A new and simple method was developed to evaluate the distribution of therapeutics in three-dimensional multicellular tumor spheroids (MCTS) by combining serial trypsinization and nanoflow liquid chromatography-tandem mass spectrometry (nLC-MS/MS). This methodology was validated with quantitative measurements of irinotecan and its bioactive metabolite, SN-38, in distinct spatial regions of HCT 116 MCTS. Irinotecan showed a time-dependent permeability into MCTS with most of the drug accumulating in the core after 24 h of treatment. The amount of SN-38 detected was 30 times lower than that of the parent drug, and was more abundant in the outer rim and intermediate regions of MCTS where proliferating cells were present. This method can be used to investigate novel and established drugs. It enables investigation of drug penetration properties and identification of metabolites with spatial specificity in MCTS. The new approach has great value in facilitating the drug evaluation process.

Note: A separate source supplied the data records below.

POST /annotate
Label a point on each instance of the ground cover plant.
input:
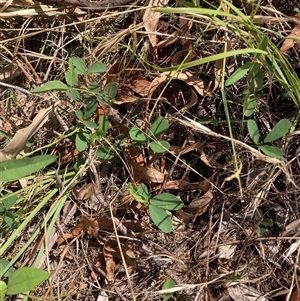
(149, 151)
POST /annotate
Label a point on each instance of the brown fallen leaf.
(85, 225)
(140, 86)
(295, 296)
(112, 253)
(85, 192)
(18, 143)
(185, 185)
(138, 171)
(290, 42)
(184, 75)
(109, 261)
(185, 35)
(196, 208)
(151, 19)
(219, 65)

通过结合连续胰蛋白酶消化和纳流液相色谱-串联质谱法(nLC-MS/MS),开发了一种新的简单方法来评估治疗药物在三维多细胞肿瘤球体(MCTS)中的分布。该方法通过对伊立替康及其生物活性代谢物SN-38在HCT 116 MCTS不同空间区域的定量测量进行了验证。伊立替康在MCTS中的渗透性呈现时间依赖性,治疗24小时后,大部分药物积聚在核心区域。检测到的SN-38量比母体药物低30倍,并且在存在增殖细胞的MCTS外边缘和中间区域更为丰富。该方法可用于研究新型药物和已上市药物。它能够研究药物的渗透特性,并在MCTS中进行具有空间特异性的代谢物鉴定。这种新方法在促进药物评估过程方面具有重要价值。